Membre de plusieurs conseils d’administration dont celui du groupe de presse Lagardère, le toujours présumé innocent tant que la cour de Cassation n’aura pas trouvé un vice de forme salvateur, s’appuiera sur un réseau risquant de changer les rôles insidieusement. Discréditez, discréditez l’autorité et il en restera toujours quelque chose. C’est donc parti : « la magistrate ayant rendu cette décision s’était montrée très critique en 2009 contre une réforme judiciaire promue par l’ancien président. » explique le JDD. Il ne manquerait plus qu’elle ait été contre la réforme des retraites pour que son cas s’aggrave.

Cet article a 3 commentaires

  1. christian grené

    S’cusez-moi m’sieur si je suis pas en roue libre. J’suis en voyage, la tête dans le guidon, avec mon instit’ qui attend que je lui rende ma rédaction pour obtenir mon certificat d’études.

  2. J.J.

    « Encore faudrait-il que les articles actuels soient simplement appliqués. »
    Contrairement à ce qu’affirmait Descartes (peut être un peu ironiquement), le bon sens ne semble pas être la chose au monde la mieux partagée.

     » Mais, en droit français, ce débat trouve des limites dans le fait de chercher à jeter le discrédit sur une décision juridictionnelle « dans des conditions de nature à porter atteinte à l’autorité de la justice ou à son indépendance « .
    Heureux de voir confirmer ce que je croyais savoir. Donc, en bonne justice, le prévenu pourrait être l’objet de poursuites pour ses déclarations. je sais ça, moi citoyen lambda, qui ne suis pas avocat, qui n’ai qu’une piètre culture juridique.
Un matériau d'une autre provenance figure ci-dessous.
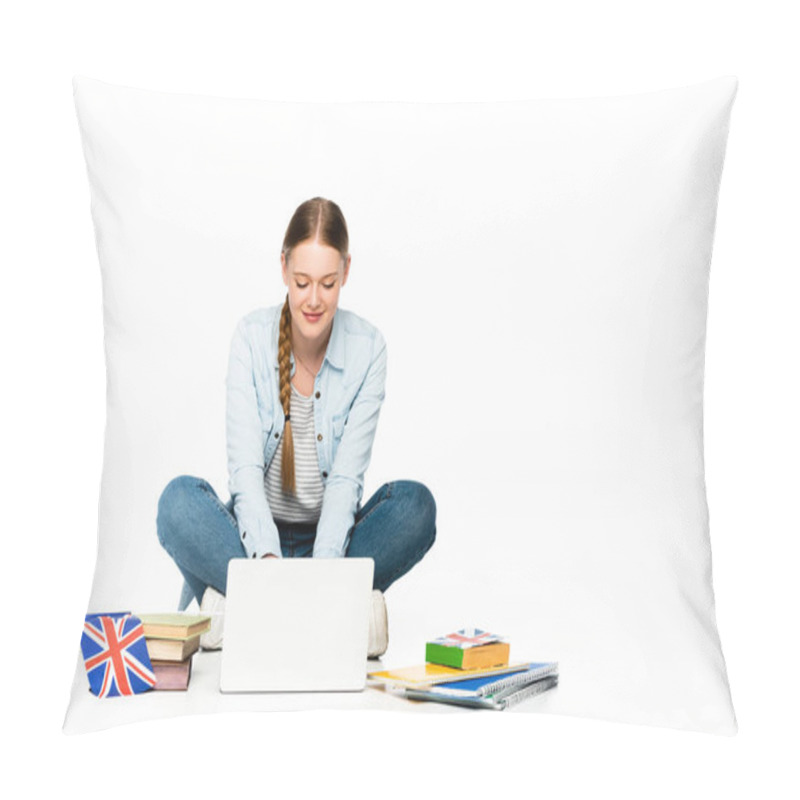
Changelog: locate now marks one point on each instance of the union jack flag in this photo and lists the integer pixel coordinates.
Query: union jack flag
(115, 654)
(467, 637)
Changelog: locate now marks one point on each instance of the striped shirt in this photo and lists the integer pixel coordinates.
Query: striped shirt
(306, 505)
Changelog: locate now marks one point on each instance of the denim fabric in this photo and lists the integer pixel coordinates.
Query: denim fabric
(348, 393)
(395, 528)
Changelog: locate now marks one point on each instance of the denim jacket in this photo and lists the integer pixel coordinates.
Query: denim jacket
(348, 393)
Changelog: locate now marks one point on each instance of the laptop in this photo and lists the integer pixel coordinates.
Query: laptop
(296, 624)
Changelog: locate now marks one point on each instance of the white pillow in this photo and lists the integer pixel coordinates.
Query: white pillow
(539, 270)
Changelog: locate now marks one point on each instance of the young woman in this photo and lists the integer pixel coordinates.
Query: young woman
(304, 390)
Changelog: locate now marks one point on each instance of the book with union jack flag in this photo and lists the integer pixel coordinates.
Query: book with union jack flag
(115, 654)
(468, 648)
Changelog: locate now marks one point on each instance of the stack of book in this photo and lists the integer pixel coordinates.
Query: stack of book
(470, 668)
(172, 640)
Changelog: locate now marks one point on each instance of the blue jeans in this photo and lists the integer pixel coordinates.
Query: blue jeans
(395, 528)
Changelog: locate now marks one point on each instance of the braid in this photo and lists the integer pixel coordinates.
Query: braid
(285, 367)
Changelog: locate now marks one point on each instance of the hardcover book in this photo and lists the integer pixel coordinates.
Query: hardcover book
(174, 626)
(424, 675)
(468, 648)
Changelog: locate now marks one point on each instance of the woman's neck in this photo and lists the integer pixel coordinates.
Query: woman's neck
(311, 351)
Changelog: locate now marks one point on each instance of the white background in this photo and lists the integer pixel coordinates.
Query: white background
(54, 385)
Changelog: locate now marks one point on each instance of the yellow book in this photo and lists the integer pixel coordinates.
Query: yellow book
(431, 674)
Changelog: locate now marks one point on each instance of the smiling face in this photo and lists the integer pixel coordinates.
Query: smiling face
(314, 274)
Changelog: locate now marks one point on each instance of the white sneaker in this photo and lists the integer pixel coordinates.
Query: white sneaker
(378, 626)
(213, 605)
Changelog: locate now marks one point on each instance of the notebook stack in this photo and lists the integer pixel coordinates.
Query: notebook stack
(172, 640)
(471, 668)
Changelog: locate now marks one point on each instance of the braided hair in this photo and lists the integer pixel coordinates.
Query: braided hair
(320, 220)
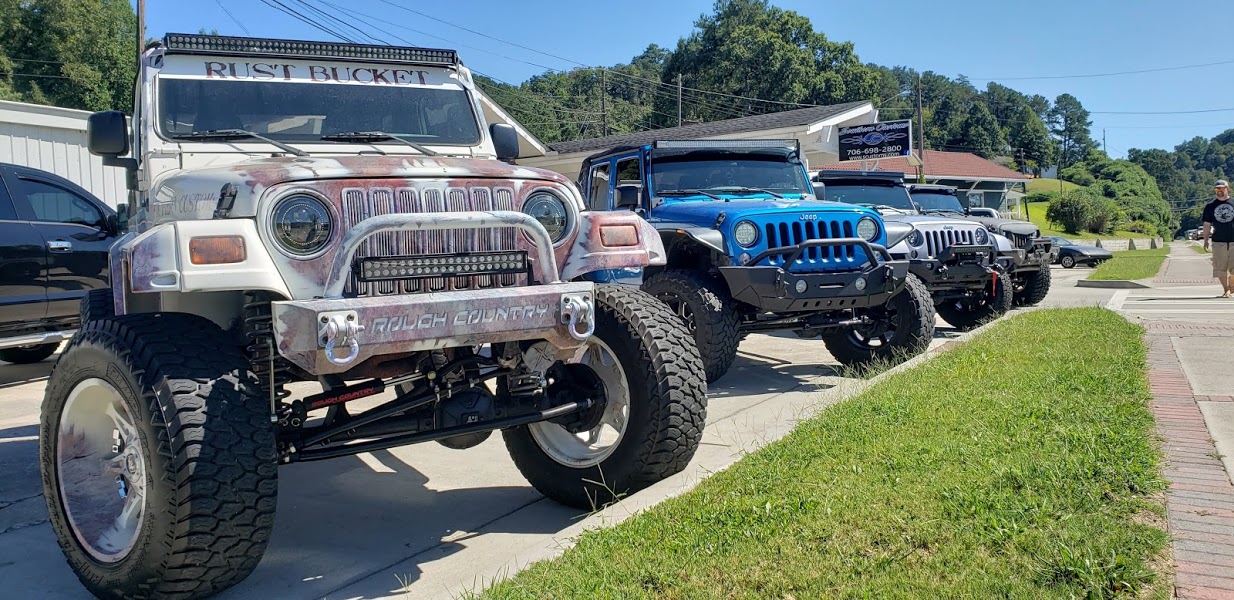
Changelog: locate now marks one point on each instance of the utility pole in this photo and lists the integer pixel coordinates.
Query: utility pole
(921, 133)
(604, 101)
(141, 29)
(679, 99)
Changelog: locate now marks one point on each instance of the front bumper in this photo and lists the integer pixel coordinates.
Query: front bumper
(394, 325)
(776, 289)
(960, 267)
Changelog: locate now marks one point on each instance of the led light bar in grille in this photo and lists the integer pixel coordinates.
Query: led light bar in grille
(494, 263)
(190, 43)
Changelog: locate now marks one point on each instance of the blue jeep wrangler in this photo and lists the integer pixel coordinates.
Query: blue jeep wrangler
(752, 250)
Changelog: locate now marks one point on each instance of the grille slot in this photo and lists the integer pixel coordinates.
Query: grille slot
(782, 233)
(940, 240)
(359, 204)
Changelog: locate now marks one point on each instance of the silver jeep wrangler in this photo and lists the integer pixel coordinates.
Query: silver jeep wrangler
(339, 214)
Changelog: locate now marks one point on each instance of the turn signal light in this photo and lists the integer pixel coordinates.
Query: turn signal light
(216, 250)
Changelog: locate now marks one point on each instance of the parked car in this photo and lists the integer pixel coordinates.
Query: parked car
(959, 261)
(750, 248)
(54, 238)
(1029, 262)
(418, 262)
(1070, 253)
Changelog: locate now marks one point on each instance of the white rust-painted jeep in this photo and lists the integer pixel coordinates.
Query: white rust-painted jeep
(309, 211)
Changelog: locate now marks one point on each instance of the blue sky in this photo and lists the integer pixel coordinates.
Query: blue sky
(982, 40)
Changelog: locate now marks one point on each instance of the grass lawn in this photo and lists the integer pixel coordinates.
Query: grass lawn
(987, 472)
(1042, 185)
(1037, 214)
(1132, 264)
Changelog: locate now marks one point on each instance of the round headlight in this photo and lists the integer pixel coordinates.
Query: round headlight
(868, 229)
(301, 225)
(745, 233)
(550, 212)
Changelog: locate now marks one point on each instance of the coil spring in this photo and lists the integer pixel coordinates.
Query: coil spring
(259, 346)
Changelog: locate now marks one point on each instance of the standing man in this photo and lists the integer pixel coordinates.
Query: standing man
(1219, 224)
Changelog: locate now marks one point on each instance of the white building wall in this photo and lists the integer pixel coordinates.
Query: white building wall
(53, 140)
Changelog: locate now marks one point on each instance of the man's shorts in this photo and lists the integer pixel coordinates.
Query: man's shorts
(1223, 258)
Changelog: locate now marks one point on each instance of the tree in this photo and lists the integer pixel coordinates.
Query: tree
(1070, 124)
(1029, 135)
(980, 132)
(74, 53)
(750, 48)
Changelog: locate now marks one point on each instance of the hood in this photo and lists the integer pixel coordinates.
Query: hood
(706, 212)
(194, 193)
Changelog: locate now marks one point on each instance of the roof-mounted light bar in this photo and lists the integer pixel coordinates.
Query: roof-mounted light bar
(727, 143)
(194, 43)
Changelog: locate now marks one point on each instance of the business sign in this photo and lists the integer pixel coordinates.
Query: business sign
(868, 142)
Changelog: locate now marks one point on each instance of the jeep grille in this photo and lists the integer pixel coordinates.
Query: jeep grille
(360, 204)
(1021, 241)
(782, 233)
(940, 240)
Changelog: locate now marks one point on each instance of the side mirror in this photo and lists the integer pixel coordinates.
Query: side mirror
(107, 133)
(505, 141)
(628, 196)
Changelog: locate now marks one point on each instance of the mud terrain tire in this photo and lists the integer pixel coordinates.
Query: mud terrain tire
(206, 448)
(913, 321)
(668, 406)
(1037, 285)
(965, 316)
(707, 311)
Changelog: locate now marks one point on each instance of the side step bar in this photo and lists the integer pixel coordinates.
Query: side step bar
(37, 338)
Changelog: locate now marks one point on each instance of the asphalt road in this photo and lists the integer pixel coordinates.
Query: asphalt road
(422, 521)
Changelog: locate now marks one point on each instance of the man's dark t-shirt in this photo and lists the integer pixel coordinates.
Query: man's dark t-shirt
(1222, 216)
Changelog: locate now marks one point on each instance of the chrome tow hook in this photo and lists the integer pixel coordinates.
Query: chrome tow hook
(341, 329)
(576, 309)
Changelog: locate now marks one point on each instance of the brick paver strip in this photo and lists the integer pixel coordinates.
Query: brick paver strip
(1200, 501)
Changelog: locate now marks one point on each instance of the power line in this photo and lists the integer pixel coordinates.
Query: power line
(1103, 74)
(237, 21)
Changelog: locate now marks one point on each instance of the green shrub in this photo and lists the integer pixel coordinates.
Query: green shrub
(1071, 211)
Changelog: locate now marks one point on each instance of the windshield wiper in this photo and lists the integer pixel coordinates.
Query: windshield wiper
(689, 193)
(235, 133)
(376, 136)
(747, 190)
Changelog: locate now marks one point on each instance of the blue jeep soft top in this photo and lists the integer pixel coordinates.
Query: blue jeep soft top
(750, 248)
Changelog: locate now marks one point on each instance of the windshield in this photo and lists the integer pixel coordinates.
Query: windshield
(869, 195)
(938, 201)
(305, 112)
(778, 177)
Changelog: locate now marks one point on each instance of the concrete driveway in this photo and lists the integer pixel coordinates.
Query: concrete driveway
(423, 521)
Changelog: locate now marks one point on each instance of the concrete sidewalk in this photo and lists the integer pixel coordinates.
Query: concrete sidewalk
(1191, 340)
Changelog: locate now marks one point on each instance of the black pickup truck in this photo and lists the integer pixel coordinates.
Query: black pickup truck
(54, 238)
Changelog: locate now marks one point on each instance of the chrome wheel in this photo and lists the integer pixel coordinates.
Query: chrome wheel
(592, 446)
(101, 470)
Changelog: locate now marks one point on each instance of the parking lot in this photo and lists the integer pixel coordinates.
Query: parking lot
(426, 521)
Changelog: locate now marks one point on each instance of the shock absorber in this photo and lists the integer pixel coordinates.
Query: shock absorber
(264, 361)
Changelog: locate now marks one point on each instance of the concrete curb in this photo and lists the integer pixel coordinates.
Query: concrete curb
(1111, 284)
(803, 401)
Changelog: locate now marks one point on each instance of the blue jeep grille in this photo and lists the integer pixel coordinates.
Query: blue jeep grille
(829, 258)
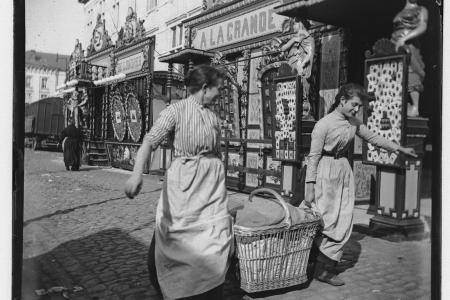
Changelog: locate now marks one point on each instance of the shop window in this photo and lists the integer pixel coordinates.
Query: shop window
(151, 4)
(174, 36)
(44, 82)
(28, 81)
(29, 97)
(227, 108)
(177, 35)
(180, 30)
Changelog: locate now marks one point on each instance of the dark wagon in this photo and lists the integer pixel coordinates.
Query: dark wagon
(44, 121)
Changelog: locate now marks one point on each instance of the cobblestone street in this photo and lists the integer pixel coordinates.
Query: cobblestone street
(81, 231)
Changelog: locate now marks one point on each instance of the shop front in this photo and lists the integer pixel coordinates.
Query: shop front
(110, 93)
(393, 49)
(273, 93)
(285, 61)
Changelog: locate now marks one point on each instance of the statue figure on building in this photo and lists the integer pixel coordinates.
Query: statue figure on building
(299, 52)
(409, 24)
(72, 106)
(83, 113)
(132, 30)
(78, 53)
(76, 56)
(100, 38)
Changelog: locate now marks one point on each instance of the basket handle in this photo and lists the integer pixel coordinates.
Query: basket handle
(287, 215)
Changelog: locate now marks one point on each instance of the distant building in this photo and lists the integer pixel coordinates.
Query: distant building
(43, 73)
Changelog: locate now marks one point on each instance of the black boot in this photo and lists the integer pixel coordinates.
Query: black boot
(326, 271)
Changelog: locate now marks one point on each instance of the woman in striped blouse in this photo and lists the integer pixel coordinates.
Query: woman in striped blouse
(193, 235)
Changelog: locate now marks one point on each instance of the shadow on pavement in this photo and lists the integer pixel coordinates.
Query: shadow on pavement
(352, 251)
(66, 211)
(110, 264)
(107, 265)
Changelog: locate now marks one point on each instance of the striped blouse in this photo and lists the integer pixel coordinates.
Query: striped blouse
(195, 128)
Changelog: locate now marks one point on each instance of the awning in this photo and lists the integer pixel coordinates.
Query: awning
(365, 13)
(158, 95)
(183, 56)
(165, 74)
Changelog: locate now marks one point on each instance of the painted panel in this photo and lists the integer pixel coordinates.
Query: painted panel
(387, 190)
(288, 174)
(329, 77)
(273, 165)
(363, 178)
(233, 160)
(251, 179)
(411, 188)
(385, 78)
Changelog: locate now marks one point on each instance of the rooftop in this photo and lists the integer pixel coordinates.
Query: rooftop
(53, 61)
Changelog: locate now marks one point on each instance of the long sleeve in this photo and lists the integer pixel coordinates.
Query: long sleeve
(63, 135)
(161, 128)
(317, 142)
(373, 138)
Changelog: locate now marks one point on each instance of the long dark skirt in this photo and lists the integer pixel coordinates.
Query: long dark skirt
(72, 151)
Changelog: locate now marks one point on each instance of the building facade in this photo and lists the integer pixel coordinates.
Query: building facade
(162, 19)
(44, 72)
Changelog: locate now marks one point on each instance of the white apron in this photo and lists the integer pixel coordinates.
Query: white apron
(193, 228)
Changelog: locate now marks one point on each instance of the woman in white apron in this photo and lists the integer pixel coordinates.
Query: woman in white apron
(193, 237)
(329, 177)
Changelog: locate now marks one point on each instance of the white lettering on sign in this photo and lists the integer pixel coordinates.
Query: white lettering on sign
(247, 26)
(130, 64)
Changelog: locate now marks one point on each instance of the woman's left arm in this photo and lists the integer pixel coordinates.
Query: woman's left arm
(373, 138)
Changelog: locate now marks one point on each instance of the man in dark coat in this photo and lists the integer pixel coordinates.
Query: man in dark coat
(71, 142)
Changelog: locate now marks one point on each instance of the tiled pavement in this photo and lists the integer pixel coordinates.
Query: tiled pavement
(81, 231)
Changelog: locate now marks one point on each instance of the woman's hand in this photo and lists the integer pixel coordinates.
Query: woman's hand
(133, 186)
(408, 151)
(309, 195)
(400, 43)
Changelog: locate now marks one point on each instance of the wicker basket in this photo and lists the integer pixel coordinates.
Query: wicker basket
(274, 257)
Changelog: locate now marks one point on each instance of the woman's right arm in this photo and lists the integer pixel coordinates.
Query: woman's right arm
(317, 142)
(163, 125)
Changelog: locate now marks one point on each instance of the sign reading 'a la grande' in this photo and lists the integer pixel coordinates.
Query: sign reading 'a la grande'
(130, 64)
(247, 26)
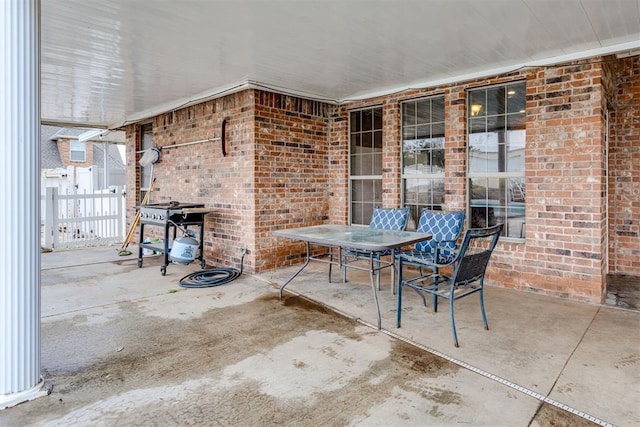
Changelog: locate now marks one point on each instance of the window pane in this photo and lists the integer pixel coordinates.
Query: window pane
(367, 164)
(377, 164)
(437, 131)
(421, 194)
(477, 104)
(367, 120)
(355, 121)
(423, 111)
(377, 118)
(377, 142)
(356, 165)
(437, 110)
(495, 147)
(408, 113)
(516, 98)
(478, 160)
(437, 155)
(423, 158)
(356, 144)
(423, 131)
(356, 213)
(478, 125)
(515, 151)
(366, 160)
(496, 101)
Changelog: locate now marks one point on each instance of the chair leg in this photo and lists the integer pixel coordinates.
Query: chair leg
(330, 262)
(484, 315)
(453, 321)
(344, 268)
(435, 297)
(399, 314)
(378, 271)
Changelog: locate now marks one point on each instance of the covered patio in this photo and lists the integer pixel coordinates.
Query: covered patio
(126, 345)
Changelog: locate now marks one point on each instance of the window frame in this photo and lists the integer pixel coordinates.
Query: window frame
(510, 183)
(431, 176)
(144, 145)
(366, 205)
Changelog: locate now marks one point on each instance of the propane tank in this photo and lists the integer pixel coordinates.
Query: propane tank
(184, 250)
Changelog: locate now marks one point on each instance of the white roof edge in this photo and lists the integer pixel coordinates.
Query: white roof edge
(213, 94)
(623, 49)
(629, 49)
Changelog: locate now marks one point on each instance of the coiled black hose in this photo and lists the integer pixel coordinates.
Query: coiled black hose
(212, 277)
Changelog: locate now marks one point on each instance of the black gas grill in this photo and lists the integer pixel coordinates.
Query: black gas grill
(170, 216)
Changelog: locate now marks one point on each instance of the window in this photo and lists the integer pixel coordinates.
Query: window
(146, 142)
(422, 156)
(365, 159)
(495, 157)
(77, 151)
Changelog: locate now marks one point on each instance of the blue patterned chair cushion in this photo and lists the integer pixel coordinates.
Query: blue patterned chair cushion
(385, 219)
(445, 228)
(389, 218)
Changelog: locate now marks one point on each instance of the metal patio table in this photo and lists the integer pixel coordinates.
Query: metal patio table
(360, 238)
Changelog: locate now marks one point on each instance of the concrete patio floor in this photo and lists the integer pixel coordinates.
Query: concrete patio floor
(544, 361)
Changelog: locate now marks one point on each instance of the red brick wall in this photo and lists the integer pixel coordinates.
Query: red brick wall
(564, 252)
(288, 166)
(275, 172)
(624, 168)
(199, 173)
(291, 172)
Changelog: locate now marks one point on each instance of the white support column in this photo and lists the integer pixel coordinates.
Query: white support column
(20, 378)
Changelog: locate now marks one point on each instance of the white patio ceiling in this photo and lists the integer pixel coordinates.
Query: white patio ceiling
(108, 62)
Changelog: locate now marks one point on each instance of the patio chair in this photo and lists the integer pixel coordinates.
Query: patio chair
(381, 219)
(445, 229)
(468, 269)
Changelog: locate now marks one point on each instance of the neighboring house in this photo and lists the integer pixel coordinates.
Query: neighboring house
(78, 167)
(553, 152)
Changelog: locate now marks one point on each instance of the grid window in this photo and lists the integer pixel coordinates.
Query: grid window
(365, 163)
(422, 156)
(496, 157)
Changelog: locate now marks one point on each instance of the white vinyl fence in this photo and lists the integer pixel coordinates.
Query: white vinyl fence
(82, 220)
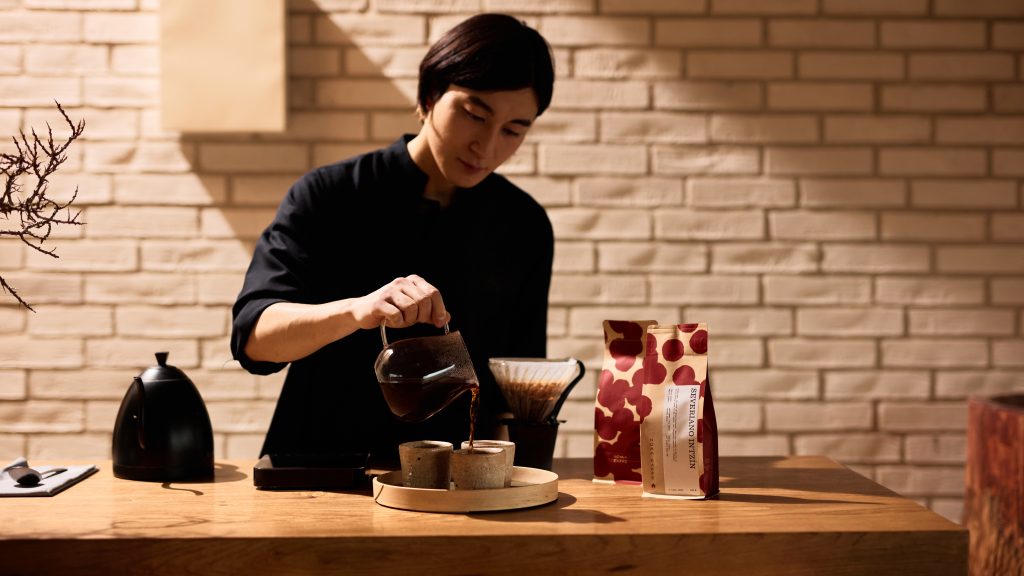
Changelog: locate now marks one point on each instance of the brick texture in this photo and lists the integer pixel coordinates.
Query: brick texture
(834, 186)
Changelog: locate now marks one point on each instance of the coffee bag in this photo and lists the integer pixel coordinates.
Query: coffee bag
(620, 404)
(679, 435)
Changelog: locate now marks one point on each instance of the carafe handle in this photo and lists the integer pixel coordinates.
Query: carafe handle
(140, 393)
(384, 334)
(568, 388)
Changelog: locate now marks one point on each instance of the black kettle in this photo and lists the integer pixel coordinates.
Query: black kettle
(163, 430)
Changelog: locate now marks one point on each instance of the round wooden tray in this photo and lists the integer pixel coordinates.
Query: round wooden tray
(530, 487)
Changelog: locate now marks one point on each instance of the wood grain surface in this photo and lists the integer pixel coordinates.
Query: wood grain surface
(794, 516)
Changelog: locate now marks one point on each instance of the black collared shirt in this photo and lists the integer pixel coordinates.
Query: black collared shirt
(347, 229)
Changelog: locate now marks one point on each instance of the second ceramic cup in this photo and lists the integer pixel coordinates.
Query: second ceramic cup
(425, 463)
(508, 447)
(478, 468)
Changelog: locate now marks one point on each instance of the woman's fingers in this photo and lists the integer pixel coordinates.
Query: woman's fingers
(415, 300)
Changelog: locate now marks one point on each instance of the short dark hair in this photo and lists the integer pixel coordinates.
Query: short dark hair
(487, 52)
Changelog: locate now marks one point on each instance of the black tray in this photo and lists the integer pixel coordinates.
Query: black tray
(291, 471)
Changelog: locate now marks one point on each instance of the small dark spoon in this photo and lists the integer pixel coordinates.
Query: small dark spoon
(27, 477)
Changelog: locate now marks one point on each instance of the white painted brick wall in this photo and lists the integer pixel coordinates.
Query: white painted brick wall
(835, 186)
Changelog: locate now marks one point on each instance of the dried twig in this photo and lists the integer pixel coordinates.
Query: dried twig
(30, 214)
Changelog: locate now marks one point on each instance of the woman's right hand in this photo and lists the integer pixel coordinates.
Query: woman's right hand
(401, 302)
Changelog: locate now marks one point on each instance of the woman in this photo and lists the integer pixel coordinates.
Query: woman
(415, 235)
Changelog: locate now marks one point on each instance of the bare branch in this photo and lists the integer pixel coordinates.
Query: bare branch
(36, 212)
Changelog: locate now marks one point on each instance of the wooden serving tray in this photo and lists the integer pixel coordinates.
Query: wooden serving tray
(530, 487)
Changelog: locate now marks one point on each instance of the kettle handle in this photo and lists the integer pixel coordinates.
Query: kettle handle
(140, 393)
(384, 334)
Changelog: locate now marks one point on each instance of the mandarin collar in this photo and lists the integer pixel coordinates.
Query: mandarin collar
(399, 163)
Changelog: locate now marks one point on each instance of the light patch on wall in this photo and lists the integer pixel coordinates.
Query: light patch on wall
(222, 66)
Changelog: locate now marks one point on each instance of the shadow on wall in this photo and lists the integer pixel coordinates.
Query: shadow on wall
(350, 89)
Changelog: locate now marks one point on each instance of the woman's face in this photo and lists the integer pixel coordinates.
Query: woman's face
(471, 132)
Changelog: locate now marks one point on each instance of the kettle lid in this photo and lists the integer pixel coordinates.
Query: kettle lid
(163, 370)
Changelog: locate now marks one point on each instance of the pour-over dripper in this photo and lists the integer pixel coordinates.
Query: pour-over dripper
(536, 387)
(420, 376)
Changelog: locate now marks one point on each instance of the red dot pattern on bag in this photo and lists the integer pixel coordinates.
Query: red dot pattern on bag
(672, 350)
(610, 392)
(684, 375)
(625, 350)
(653, 371)
(608, 457)
(698, 341)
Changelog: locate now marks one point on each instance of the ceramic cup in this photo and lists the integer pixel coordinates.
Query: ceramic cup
(425, 463)
(507, 447)
(478, 468)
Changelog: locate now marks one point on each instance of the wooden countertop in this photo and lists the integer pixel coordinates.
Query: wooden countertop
(793, 516)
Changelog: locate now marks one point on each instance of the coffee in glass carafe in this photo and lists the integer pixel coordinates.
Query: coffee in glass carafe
(420, 376)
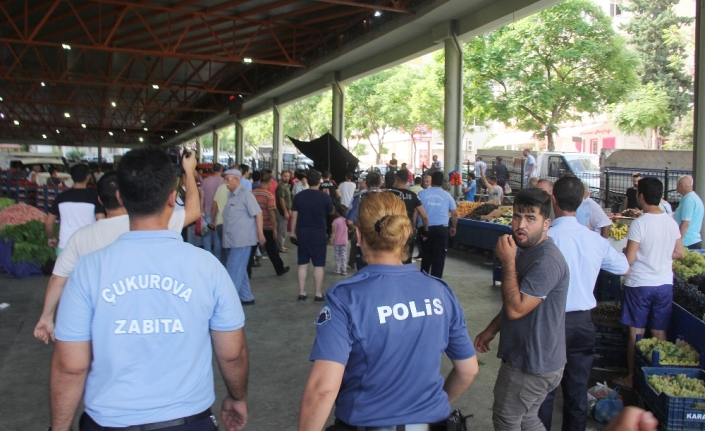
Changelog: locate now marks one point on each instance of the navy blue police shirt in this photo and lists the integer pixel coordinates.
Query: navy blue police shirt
(390, 325)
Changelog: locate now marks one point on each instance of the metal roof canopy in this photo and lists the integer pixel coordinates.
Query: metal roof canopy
(109, 72)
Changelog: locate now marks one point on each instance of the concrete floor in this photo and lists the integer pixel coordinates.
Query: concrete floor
(280, 332)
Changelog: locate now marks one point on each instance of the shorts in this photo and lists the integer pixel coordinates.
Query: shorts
(649, 304)
(315, 253)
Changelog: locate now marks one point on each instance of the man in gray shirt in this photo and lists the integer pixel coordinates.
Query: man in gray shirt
(532, 320)
(242, 229)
    D’autre part, aller en cassation, s’il gagne, le bel et élégant bipède; ça lui évitera la taule, en l’occurrence le bracelet, mais la peine restera infamante, la cour de cassation juge sur la FORME et non sur le FOND, et ça ne le dédouanera pas de sa condamnation, jugé coupable, coupable il restera. C’est irréversible, même en cas d’amnistie.